Dedicated SETI Optical Telescope Starts Work

April 17, 2006

The Planetary Society dedicated its new optical telescope Tuesday in a new dedicated effort to search for light signals from alien civilizations. Its 72-inch primary mirror is the largest of any optical telescope in the United States east of the Mississippi River.

The telescope will conduct a year-round, all-sky survey, scanning the entire swath of the Milky Way that is visible in the northern hemisphere.

"This new search apparatus performs one trillion measurements per second and expands by 100,000-fold the sky coverage of our previous optical search," said Paul Horowitz of Harvard University, the facility's director.

The telescope was built at the Harvard Smithsonian Center for Astrophysics Oak Ridge Observatory, where for many years, The Planetary Society conducted radiotelescope SETI searches with Horowitz. The first was the Mega-channel Extraterrestrial Assay search, or META, which later was expanded to the Billion-channel Extraterrestrial Assay, or BETA.

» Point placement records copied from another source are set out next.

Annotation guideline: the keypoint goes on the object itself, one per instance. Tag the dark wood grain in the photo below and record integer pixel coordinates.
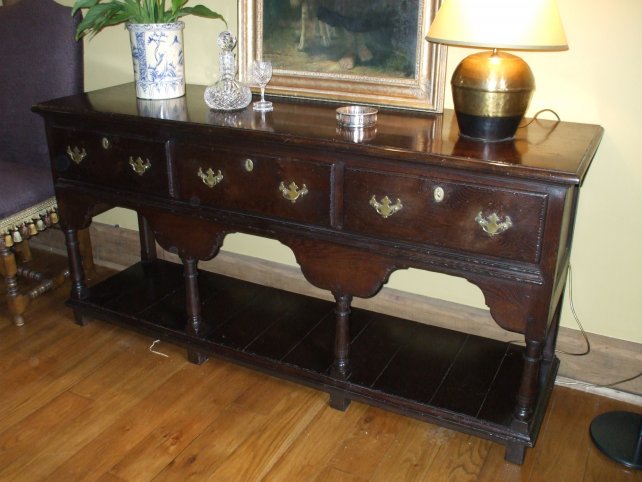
(500, 215)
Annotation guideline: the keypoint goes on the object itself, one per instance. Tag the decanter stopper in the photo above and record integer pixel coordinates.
(227, 93)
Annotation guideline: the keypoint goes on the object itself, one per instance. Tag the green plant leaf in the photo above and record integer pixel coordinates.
(83, 4)
(112, 12)
(200, 11)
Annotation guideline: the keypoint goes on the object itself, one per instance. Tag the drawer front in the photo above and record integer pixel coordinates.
(285, 188)
(462, 216)
(112, 161)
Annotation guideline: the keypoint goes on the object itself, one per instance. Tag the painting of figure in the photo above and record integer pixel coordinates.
(373, 38)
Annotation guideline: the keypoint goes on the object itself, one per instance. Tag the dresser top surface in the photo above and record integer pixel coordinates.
(545, 150)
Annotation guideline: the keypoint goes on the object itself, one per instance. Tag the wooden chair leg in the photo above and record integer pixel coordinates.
(86, 252)
(23, 252)
(16, 302)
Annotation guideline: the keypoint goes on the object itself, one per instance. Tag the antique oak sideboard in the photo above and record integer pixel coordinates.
(353, 206)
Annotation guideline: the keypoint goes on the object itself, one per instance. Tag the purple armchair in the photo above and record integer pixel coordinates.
(39, 60)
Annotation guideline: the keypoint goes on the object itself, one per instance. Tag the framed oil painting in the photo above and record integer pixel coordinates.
(357, 51)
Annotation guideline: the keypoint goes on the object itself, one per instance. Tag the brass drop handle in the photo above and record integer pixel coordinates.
(139, 166)
(292, 192)
(493, 224)
(76, 154)
(385, 208)
(209, 178)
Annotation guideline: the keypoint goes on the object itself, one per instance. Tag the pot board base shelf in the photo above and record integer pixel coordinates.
(457, 380)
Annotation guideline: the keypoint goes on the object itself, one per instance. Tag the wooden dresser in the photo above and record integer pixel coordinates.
(353, 207)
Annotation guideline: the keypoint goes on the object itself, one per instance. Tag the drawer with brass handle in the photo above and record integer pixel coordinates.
(231, 179)
(110, 160)
(456, 215)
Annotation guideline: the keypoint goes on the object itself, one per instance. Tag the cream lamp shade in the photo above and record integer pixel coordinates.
(491, 90)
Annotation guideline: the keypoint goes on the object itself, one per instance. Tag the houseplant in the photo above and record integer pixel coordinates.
(156, 36)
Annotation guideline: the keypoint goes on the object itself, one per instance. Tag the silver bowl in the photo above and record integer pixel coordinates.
(356, 116)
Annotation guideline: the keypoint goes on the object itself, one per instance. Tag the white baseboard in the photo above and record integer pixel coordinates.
(610, 359)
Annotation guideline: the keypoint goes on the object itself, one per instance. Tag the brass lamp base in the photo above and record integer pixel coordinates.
(491, 92)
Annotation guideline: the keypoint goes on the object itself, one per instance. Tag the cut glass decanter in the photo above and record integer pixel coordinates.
(227, 93)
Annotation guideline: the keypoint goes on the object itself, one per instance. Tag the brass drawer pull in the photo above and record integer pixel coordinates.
(76, 154)
(385, 208)
(492, 224)
(209, 178)
(139, 166)
(292, 192)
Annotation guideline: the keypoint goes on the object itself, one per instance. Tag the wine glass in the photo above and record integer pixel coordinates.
(262, 73)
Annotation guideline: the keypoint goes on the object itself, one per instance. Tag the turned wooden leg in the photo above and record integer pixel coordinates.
(16, 302)
(551, 338)
(147, 240)
(193, 326)
(341, 365)
(86, 252)
(527, 394)
(79, 288)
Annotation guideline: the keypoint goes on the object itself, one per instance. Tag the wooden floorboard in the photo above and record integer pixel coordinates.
(94, 403)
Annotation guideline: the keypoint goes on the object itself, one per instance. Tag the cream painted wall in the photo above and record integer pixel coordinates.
(596, 81)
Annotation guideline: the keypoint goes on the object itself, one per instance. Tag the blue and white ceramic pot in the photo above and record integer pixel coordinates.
(157, 53)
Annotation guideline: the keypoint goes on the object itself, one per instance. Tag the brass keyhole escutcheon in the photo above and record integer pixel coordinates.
(209, 178)
(493, 224)
(385, 208)
(139, 166)
(438, 194)
(292, 192)
(76, 154)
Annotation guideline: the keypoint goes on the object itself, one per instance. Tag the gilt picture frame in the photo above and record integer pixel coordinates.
(346, 51)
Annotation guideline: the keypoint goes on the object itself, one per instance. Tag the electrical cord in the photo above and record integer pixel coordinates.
(577, 318)
(534, 118)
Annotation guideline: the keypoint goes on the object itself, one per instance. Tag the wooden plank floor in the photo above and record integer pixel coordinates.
(94, 403)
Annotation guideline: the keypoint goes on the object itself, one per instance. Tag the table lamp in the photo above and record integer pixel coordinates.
(492, 89)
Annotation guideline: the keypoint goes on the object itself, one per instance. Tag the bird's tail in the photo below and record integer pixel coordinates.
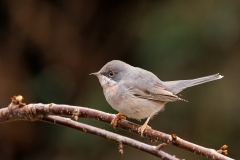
(178, 86)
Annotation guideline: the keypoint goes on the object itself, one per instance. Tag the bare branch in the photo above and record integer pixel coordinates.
(36, 111)
(108, 135)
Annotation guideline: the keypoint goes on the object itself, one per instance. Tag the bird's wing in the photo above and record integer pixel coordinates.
(146, 85)
(157, 93)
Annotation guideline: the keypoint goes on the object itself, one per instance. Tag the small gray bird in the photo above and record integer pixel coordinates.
(138, 93)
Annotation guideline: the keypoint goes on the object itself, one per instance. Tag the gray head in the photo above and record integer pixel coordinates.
(112, 72)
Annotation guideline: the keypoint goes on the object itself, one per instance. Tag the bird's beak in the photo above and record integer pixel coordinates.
(95, 73)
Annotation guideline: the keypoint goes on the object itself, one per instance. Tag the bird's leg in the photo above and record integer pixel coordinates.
(144, 126)
(115, 119)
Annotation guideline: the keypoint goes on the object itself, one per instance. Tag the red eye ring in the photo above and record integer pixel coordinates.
(111, 74)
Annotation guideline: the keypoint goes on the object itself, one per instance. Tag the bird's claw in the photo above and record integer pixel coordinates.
(115, 120)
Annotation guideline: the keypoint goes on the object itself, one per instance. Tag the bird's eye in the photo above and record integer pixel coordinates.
(111, 74)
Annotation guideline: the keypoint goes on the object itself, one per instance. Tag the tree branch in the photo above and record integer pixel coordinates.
(18, 111)
(108, 135)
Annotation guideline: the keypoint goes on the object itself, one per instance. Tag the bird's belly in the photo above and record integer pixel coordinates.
(138, 108)
(131, 106)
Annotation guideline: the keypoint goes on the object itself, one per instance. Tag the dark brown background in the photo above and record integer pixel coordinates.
(49, 47)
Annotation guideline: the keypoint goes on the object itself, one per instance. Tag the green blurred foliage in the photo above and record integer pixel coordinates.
(48, 48)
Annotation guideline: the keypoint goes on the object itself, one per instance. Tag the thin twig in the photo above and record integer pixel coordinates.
(35, 111)
(108, 135)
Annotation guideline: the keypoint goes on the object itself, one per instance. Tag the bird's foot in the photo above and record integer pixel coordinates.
(142, 129)
(119, 116)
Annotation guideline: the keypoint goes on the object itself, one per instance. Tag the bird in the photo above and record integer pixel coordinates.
(139, 94)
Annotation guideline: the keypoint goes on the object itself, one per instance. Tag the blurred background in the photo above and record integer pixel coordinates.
(49, 47)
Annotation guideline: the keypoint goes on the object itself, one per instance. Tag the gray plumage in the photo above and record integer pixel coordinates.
(138, 93)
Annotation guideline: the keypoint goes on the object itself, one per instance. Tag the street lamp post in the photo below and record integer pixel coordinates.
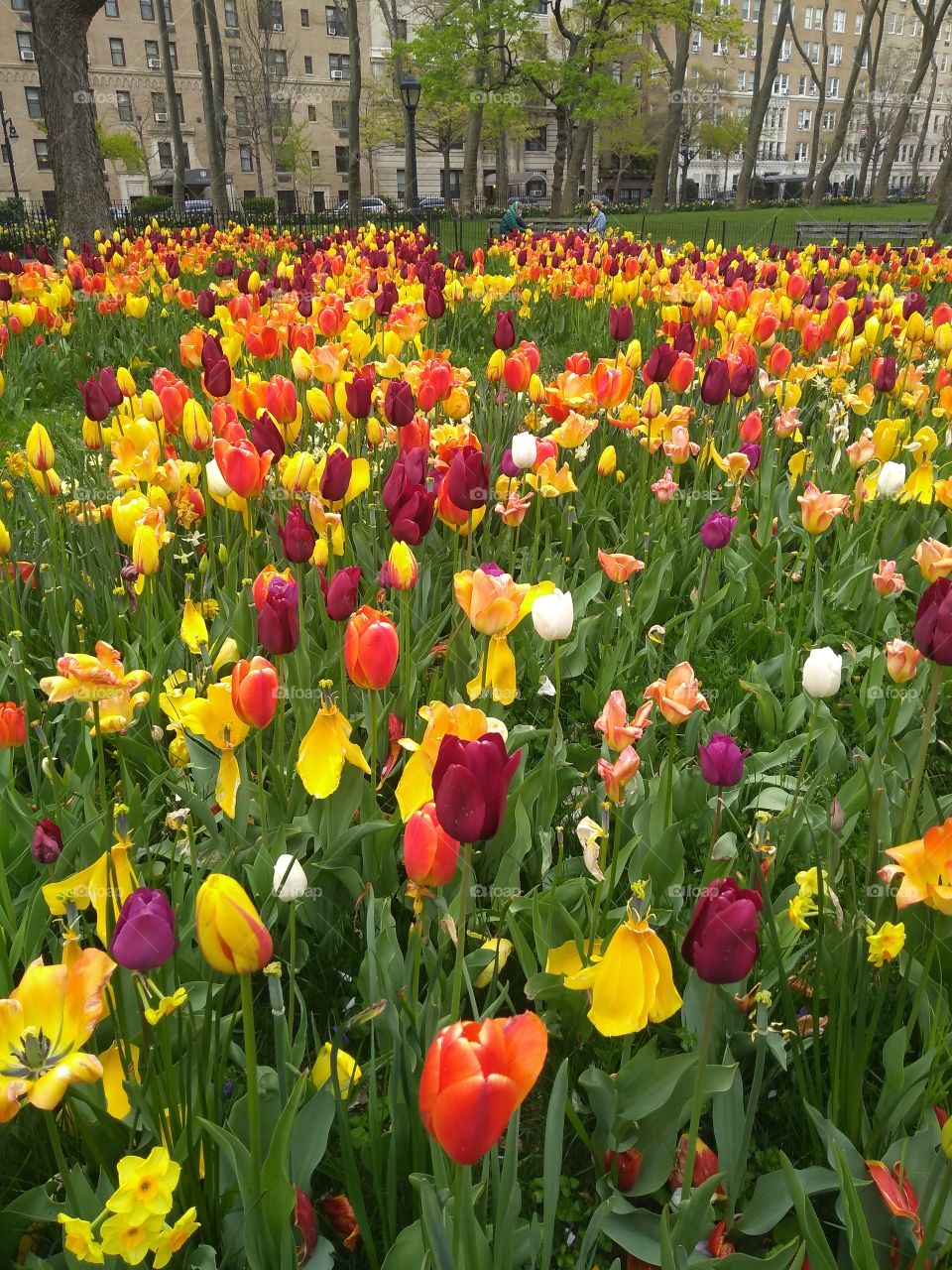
(9, 135)
(411, 95)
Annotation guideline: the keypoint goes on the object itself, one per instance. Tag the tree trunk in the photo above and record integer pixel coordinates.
(60, 39)
(763, 90)
(471, 149)
(220, 195)
(178, 148)
(572, 168)
(823, 177)
(204, 66)
(558, 160)
(898, 123)
(920, 144)
(671, 128)
(353, 118)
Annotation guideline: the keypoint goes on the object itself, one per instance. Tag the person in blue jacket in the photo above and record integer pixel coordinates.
(598, 221)
(511, 218)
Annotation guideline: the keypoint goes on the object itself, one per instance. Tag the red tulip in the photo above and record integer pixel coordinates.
(371, 648)
(475, 1078)
(429, 851)
(254, 691)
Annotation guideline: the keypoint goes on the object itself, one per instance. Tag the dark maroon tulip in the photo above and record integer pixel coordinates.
(470, 784)
(721, 761)
(399, 404)
(298, 536)
(621, 322)
(715, 384)
(357, 393)
(434, 303)
(933, 622)
(467, 479)
(145, 931)
(721, 940)
(753, 452)
(504, 334)
(46, 846)
(278, 621)
(111, 386)
(340, 593)
(335, 476)
(884, 373)
(716, 531)
(266, 436)
(94, 403)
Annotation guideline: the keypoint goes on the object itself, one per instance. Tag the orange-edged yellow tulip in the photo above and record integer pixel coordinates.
(229, 929)
(925, 866)
(819, 508)
(676, 697)
(325, 748)
(633, 983)
(44, 1025)
(40, 448)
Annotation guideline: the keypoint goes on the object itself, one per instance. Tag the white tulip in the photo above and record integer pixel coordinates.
(552, 615)
(892, 477)
(216, 481)
(290, 879)
(524, 449)
(823, 672)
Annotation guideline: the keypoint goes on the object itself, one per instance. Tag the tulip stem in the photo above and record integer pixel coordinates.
(928, 716)
(465, 881)
(698, 1096)
(254, 1109)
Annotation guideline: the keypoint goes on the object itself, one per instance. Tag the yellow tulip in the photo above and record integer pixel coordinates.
(229, 929)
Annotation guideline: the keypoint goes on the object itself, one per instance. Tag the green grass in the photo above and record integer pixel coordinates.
(757, 226)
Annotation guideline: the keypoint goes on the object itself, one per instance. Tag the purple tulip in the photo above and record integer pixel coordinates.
(721, 761)
(716, 531)
(145, 931)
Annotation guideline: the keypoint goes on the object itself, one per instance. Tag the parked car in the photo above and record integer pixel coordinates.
(373, 204)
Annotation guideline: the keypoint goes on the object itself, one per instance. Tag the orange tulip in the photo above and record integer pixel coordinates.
(676, 697)
(619, 567)
(819, 508)
(475, 1078)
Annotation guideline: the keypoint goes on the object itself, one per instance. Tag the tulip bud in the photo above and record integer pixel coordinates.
(823, 672)
(290, 879)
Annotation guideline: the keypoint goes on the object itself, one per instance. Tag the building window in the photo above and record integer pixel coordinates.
(35, 104)
(539, 141)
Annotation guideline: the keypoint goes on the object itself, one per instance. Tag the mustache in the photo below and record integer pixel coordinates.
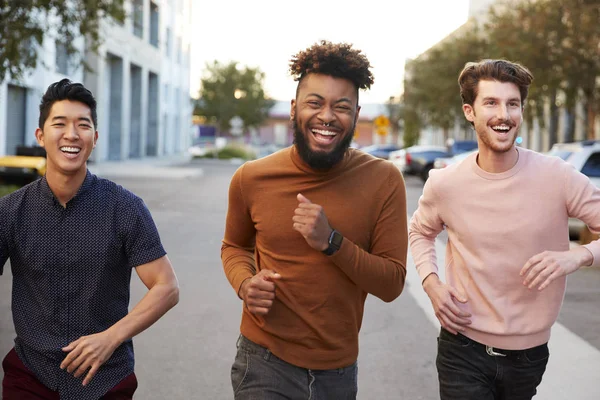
(508, 122)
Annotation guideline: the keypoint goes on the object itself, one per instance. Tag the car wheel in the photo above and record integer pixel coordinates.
(425, 172)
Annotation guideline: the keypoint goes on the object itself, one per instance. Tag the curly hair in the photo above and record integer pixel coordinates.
(498, 70)
(339, 60)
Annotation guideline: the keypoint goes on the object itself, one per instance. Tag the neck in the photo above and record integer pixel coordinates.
(65, 187)
(494, 162)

Scientists specializing in alien civilizations think they might be at least as likely to use visible light signals for communicating as they are would be to use radio transmissions. Visible light can form tight and incredibly intense beams, and its high frequencies allow it to carry enormous amounts of information.

Using only extant technology, an Earth-based laser to send a tightly focused light beam that for a brief instant could be 10,000 times brighter than the Sun. Such a beam could be easily observed from enormous distances with the right instrument.

"The opening of this telescope represents one of those rare moments in a field of scientific endeavor when a great leap forward is enabled," said Bruce Betts, the society's director of projects. "Sending laser signals across the cosmos would be a very logical way for E.T. to reach out, but until now, we have been ill equipped to receive any such signal."

The telescope's custom image processors will handle the equivalent of all books in print every second. As the telescope scans stripes of sky, it employs a custom-built camera containing an array of detectors that can detect a billionth-of-a-second flash of light. The telescope will scan the sky every night, weather permitting.